Why would the DC relay need to work before the AC relay? Why make it more complex than it has to be?

All you are doing is creating a UPS (Uninterruptible Power Supply).
When utility power is present, the UPS charges the batteries and allows utility power to pass through from utility power to the loads.
When utility power is not present, the UPS energizes the inverter and switches the loads to the inverter. (Not necessarily in that order.)
The only difference will be that you are using the UPS batteries to power your DC loads. No switching is necessary there.

If the DPDT switch you use for switching AC is a "break before make" type, (The utility is disconnected from the load before the inverter is connected to the load during switching.) it won't matter whether the inverter is energized or the switch is switched first. This is probably what you have.

If the DPDT switch you use for switching AC is a "make before break" type, (The inverter is connected to the load before the utility is disconnected from the load during switching. The utility and the inverter are momentarily interconnected during switching.) your inverter must be synchronized with the utility power prior to switching. That's a big can of worms to open.

BTW, cord length is probably not going to create the delay you want anyway.


----------



## thehandyman1957 (Feb 11, 2017)

I agree that your set up is a bit over complex. Why do you need a 12 relay set up anyway?
Is your 12 load higher than the battery charger can provide?
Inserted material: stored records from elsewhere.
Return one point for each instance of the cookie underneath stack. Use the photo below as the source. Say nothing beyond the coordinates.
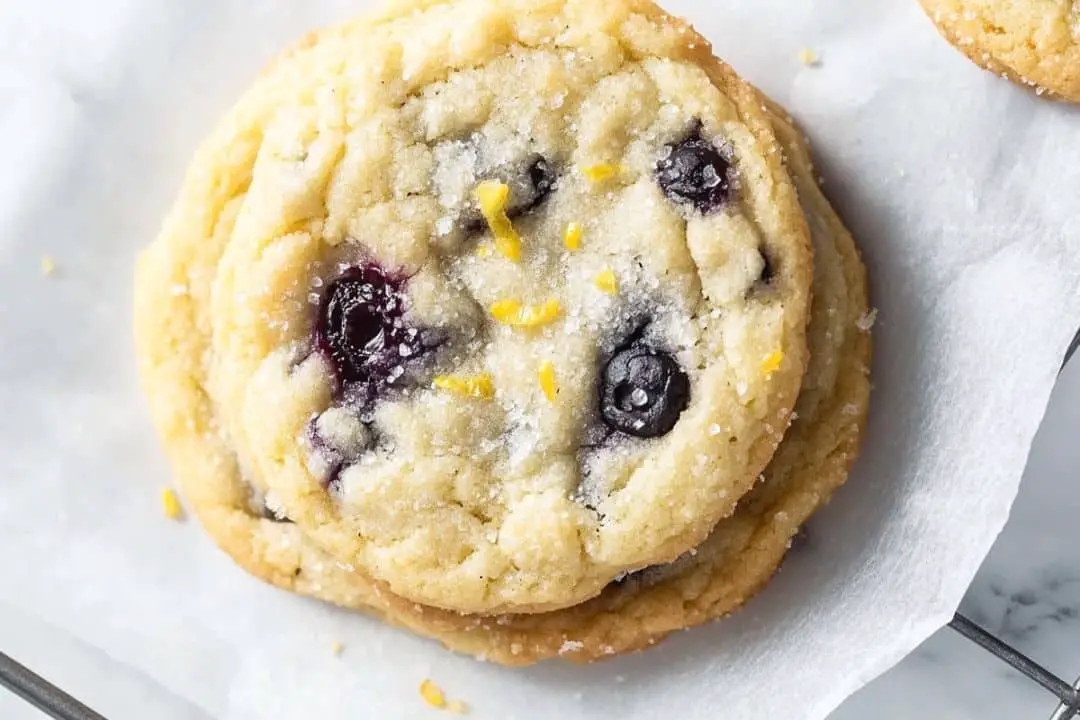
(520, 324)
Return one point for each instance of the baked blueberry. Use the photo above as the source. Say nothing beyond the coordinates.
(362, 328)
(542, 179)
(692, 172)
(643, 391)
(768, 269)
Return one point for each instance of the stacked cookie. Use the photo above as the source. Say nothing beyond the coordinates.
(521, 324)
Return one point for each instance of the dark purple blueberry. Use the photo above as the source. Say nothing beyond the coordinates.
(362, 328)
(692, 172)
(768, 269)
(542, 179)
(643, 391)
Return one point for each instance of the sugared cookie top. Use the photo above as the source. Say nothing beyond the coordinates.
(516, 296)
(1034, 42)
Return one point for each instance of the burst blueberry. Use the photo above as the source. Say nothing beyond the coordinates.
(362, 328)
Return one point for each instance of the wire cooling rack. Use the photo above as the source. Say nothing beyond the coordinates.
(57, 704)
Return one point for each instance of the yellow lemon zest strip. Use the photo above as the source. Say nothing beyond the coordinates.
(601, 172)
(171, 504)
(480, 385)
(606, 282)
(493, 198)
(548, 382)
(572, 236)
(515, 314)
(771, 363)
(432, 694)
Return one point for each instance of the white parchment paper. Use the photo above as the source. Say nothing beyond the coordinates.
(964, 194)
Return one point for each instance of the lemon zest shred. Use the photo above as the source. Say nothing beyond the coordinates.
(548, 381)
(771, 363)
(432, 694)
(493, 198)
(601, 172)
(477, 385)
(171, 504)
(606, 282)
(572, 236)
(516, 314)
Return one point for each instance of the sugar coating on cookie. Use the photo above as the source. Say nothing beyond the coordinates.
(514, 300)
(1034, 42)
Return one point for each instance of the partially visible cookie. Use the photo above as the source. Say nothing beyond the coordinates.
(1033, 42)
(497, 347)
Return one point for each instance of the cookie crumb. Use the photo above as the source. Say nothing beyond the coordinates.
(432, 694)
(866, 321)
(809, 57)
(171, 504)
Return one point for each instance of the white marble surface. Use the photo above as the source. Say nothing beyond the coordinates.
(1027, 594)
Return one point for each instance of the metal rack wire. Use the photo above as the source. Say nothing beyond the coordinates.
(57, 704)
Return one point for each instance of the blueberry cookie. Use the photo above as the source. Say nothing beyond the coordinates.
(515, 298)
(1034, 42)
(634, 612)
(744, 549)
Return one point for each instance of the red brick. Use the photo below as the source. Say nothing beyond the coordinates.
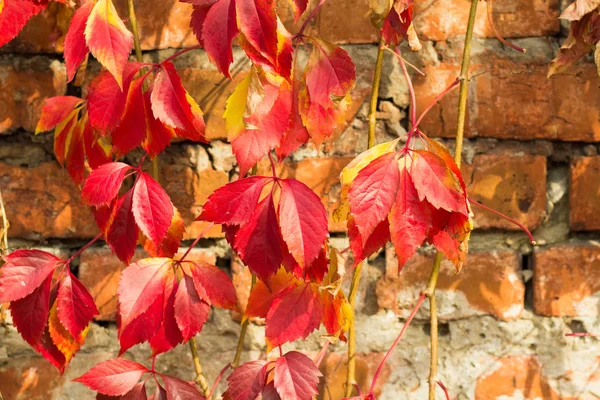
(24, 90)
(42, 202)
(322, 175)
(100, 271)
(489, 283)
(510, 100)
(584, 193)
(29, 378)
(441, 19)
(514, 185)
(566, 280)
(334, 368)
(518, 376)
(189, 189)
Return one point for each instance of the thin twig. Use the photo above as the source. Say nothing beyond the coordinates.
(212, 391)
(200, 378)
(506, 217)
(245, 322)
(422, 298)
(351, 373)
(308, 19)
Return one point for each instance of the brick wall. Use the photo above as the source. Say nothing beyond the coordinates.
(530, 152)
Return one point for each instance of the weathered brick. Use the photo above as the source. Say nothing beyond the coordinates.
(100, 271)
(43, 202)
(322, 175)
(489, 283)
(189, 188)
(518, 376)
(23, 90)
(584, 192)
(334, 368)
(441, 19)
(514, 185)
(566, 280)
(512, 100)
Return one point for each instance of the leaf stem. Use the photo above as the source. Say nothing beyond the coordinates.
(212, 391)
(411, 89)
(351, 373)
(200, 378)
(506, 217)
(308, 19)
(422, 298)
(375, 93)
(136, 33)
(498, 35)
(181, 52)
(91, 242)
(245, 322)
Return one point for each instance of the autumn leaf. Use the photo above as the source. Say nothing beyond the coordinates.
(108, 38)
(296, 377)
(114, 377)
(295, 313)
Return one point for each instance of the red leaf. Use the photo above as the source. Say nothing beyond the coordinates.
(56, 110)
(219, 28)
(76, 308)
(108, 38)
(102, 185)
(168, 335)
(257, 241)
(75, 46)
(215, 283)
(435, 182)
(294, 314)
(23, 272)
(143, 328)
(191, 312)
(30, 314)
(141, 284)
(122, 232)
(106, 98)
(180, 390)
(14, 15)
(330, 75)
(152, 208)
(132, 130)
(373, 192)
(258, 23)
(234, 203)
(247, 381)
(303, 221)
(378, 239)
(171, 104)
(296, 377)
(261, 297)
(409, 220)
(114, 377)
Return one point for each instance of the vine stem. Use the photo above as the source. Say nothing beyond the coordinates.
(200, 378)
(245, 322)
(81, 250)
(460, 131)
(351, 373)
(308, 19)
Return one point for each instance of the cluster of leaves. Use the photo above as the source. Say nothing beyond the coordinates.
(50, 307)
(278, 227)
(410, 196)
(584, 35)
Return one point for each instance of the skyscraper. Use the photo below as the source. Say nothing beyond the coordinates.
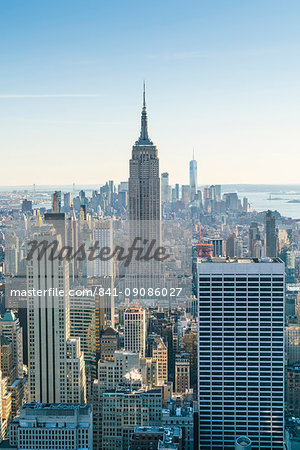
(55, 426)
(56, 365)
(271, 239)
(144, 183)
(135, 330)
(193, 177)
(165, 188)
(241, 352)
(144, 204)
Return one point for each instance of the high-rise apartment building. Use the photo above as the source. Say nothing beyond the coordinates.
(144, 183)
(159, 353)
(271, 238)
(125, 409)
(56, 365)
(52, 427)
(241, 352)
(165, 188)
(11, 329)
(182, 373)
(135, 330)
(193, 177)
(181, 416)
(144, 206)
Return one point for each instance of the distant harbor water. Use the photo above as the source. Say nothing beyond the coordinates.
(261, 197)
(282, 198)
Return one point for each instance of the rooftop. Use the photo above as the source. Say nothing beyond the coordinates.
(239, 260)
(36, 405)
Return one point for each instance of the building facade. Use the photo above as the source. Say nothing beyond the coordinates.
(241, 352)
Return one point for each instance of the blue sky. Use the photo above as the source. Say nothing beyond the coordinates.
(222, 76)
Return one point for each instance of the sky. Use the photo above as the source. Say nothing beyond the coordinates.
(222, 78)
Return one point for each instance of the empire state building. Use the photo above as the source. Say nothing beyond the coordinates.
(144, 204)
(144, 182)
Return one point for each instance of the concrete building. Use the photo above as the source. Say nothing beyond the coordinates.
(241, 352)
(193, 177)
(293, 389)
(109, 343)
(126, 369)
(124, 410)
(52, 427)
(159, 352)
(182, 373)
(11, 329)
(292, 343)
(56, 365)
(270, 232)
(145, 438)
(135, 330)
(144, 206)
(180, 415)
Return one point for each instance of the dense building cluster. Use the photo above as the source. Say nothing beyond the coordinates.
(195, 347)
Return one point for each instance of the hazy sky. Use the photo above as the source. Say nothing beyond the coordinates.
(222, 76)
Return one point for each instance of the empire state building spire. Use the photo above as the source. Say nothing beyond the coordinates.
(144, 138)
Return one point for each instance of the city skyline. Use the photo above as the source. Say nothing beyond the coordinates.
(232, 99)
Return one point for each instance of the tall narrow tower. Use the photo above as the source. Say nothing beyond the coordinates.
(144, 205)
(193, 176)
(144, 182)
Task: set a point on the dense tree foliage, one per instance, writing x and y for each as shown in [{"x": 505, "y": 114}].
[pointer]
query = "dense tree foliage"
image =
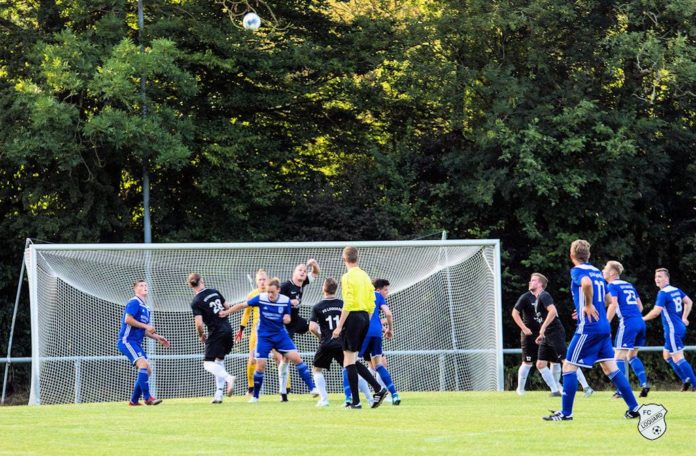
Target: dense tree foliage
[{"x": 532, "y": 121}]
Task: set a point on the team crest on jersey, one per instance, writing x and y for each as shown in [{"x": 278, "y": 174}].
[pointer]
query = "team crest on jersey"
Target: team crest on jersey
[{"x": 652, "y": 424}]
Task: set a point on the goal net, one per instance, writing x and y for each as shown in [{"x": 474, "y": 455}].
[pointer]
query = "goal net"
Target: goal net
[{"x": 445, "y": 297}]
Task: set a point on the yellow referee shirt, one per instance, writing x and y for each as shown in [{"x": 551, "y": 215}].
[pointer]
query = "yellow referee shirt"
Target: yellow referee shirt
[{"x": 358, "y": 292}]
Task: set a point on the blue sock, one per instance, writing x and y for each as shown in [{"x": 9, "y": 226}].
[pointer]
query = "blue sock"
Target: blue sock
[
  {"x": 639, "y": 370},
  {"x": 570, "y": 386},
  {"x": 676, "y": 369},
  {"x": 303, "y": 370},
  {"x": 144, "y": 383},
  {"x": 135, "y": 397},
  {"x": 386, "y": 378},
  {"x": 619, "y": 380},
  {"x": 346, "y": 387},
  {"x": 686, "y": 370},
  {"x": 258, "y": 381}
]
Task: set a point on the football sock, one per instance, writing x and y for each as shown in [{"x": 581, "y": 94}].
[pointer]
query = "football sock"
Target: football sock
[
  {"x": 548, "y": 378},
  {"x": 320, "y": 381},
  {"x": 386, "y": 378},
  {"x": 258, "y": 381},
  {"x": 687, "y": 371},
  {"x": 582, "y": 379},
  {"x": 676, "y": 369},
  {"x": 522, "y": 375},
  {"x": 619, "y": 379},
  {"x": 639, "y": 370},
  {"x": 144, "y": 382},
  {"x": 570, "y": 386}
]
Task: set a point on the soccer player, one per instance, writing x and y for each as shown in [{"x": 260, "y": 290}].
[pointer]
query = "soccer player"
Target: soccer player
[
  {"x": 324, "y": 318},
  {"x": 674, "y": 306},
  {"x": 625, "y": 303},
  {"x": 303, "y": 275},
  {"x": 358, "y": 305},
  {"x": 253, "y": 313},
  {"x": 371, "y": 349},
  {"x": 591, "y": 342},
  {"x": 542, "y": 337},
  {"x": 135, "y": 325},
  {"x": 271, "y": 334},
  {"x": 208, "y": 306}
]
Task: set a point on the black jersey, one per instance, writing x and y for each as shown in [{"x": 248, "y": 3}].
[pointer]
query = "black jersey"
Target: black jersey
[
  {"x": 292, "y": 291},
  {"x": 326, "y": 314},
  {"x": 534, "y": 311},
  {"x": 208, "y": 303}
]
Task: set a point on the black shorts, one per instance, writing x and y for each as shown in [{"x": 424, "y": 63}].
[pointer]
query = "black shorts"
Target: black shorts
[
  {"x": 218, "y": 345},
  {"x": 354, "y": 330},
  {"x": 327, "y": 352},
  {"x": 553, "y": 348},
  {"x": 298, "y": 325},
  {"x": 530, "y": 349}
]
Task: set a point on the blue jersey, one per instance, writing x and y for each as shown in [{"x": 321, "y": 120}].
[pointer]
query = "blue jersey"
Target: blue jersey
[
  {"x": 140, "y": 312},
  {"x": 375, "y": 329},
  {"x": 587, "y": 324},
  {"x": 670, "y": 299},
  {"x": 271, "y": 313},
  {"x": 627, "y": 298}
]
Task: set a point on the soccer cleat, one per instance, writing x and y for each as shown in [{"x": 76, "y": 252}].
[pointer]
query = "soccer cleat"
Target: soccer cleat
[
  {"x": 630, "y": 414},
  {"x": 153, "y": 401},
  {"x": 378, "y": 397},
  {"x": 557, "y": 416},
  {"x": 230, "y": 385}
]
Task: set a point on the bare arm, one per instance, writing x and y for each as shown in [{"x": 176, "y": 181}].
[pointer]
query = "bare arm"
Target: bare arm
[{"x": 520, "y": 323}]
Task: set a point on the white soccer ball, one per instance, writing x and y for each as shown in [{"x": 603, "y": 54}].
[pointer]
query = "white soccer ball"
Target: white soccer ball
[{"x": 251, "y": 21}]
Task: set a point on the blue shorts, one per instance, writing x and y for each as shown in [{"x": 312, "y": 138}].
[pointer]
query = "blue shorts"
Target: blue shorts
[
  {"x": 281, "y": 342},
  {"x": 674, "y": 341},
  {"x": 630, "y": 334},
  {"x": 132, "y": 350},
  {"x": 372, "y": 346},
  {"x": 586, "y": 349}
]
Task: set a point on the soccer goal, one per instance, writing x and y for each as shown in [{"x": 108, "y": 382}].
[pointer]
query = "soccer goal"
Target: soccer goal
[{"x": 445, "y": 296}]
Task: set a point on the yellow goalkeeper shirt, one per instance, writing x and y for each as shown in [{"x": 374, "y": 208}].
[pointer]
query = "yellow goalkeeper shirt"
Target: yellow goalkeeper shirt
[
  {"x": 358, "y": 292},
  {"x": 251, "y": 311}
]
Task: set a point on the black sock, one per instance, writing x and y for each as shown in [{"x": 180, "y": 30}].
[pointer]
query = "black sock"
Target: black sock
[
  {"x": 365, "y": 373},
  {"x": 353, "y": 382}
]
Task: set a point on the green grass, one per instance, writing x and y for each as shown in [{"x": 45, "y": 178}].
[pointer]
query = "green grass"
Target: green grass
[{"x": 471, "y": 423}]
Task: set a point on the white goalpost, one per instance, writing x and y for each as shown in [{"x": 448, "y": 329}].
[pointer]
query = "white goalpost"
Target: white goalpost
[{"x": 445, "y": 296}]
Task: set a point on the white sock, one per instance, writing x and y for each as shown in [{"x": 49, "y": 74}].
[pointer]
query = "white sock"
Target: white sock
[
  {"x": 522, "y": 375},
  {"x": 320, "y": 381},
  {"x": 556, "y": 370},
  {"x": 283, "y": 373},
  {"x": 548, "y": 378},
  {"x": 582, "y": 379},
  {"x": 365, "y": 388}
]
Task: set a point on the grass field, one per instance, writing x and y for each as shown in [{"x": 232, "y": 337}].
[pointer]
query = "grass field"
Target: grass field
[{"x": 432, "y": 423}]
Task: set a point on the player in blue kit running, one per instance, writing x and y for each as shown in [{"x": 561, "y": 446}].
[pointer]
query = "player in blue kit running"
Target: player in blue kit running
[
  {"x": 625, "y": 303},
  {"x": 591, "y": 342},
  {"x": 135, "y": 325},
  {"x": 674, "y": 306},
  {"x": 271, "y": 333}
]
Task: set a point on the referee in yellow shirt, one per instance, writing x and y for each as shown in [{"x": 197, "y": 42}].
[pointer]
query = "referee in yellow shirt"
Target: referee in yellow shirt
[{"x": 358, "y": 305}]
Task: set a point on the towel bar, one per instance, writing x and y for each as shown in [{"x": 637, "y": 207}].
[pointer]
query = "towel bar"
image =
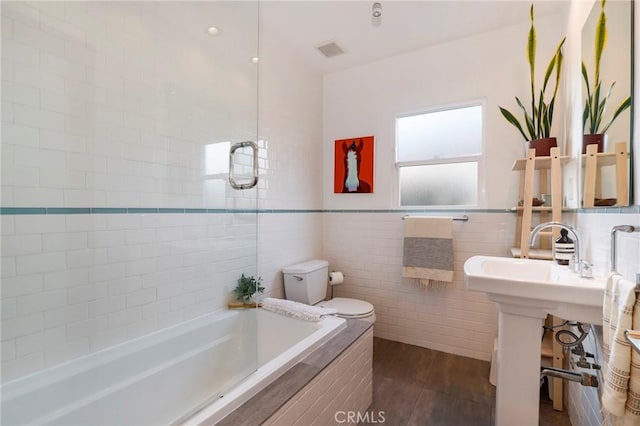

If so, your talking big money for 
a 12 volt relay that could handle those types of loads.

Normally you would only have one relay for the 120 shore line, via inverter or shore power to your home.
Have your battery charger hooked to the relay so that it energizes only when on shore power but is 
off when running on the inverter. 

You can do this by giving a shore line only output from the transfer switch that allows the 
charger to only run when shore power is present and is not switched when power is gone.

And as Motormonkey said, normal transfer switches are "break before make" and that is what you would 
need to use. Using a "make before break" type could not only potentially back feed inverter power to the grid, it will instantly 
fry your inverter as it cannot handle the back feed into it just to name a few of the issues with that set up.


----------



## KRE (Nov 29, 2011)

Instead of trying to reinvent the wheel, just pick up a Trace inverter an be done with it. A Trace inverter is not cheap but has built in ATS an float an equalize battery charger. They can be had in most all configurations. What your trying to do can be done with SCR's an gated diodes but, to be on the safe side will require redundancy which you have not allowed for. Never power your DC gear from a power supply if you have battery's on site. If your trying to cancel RF hash there are many ways to do that.


----------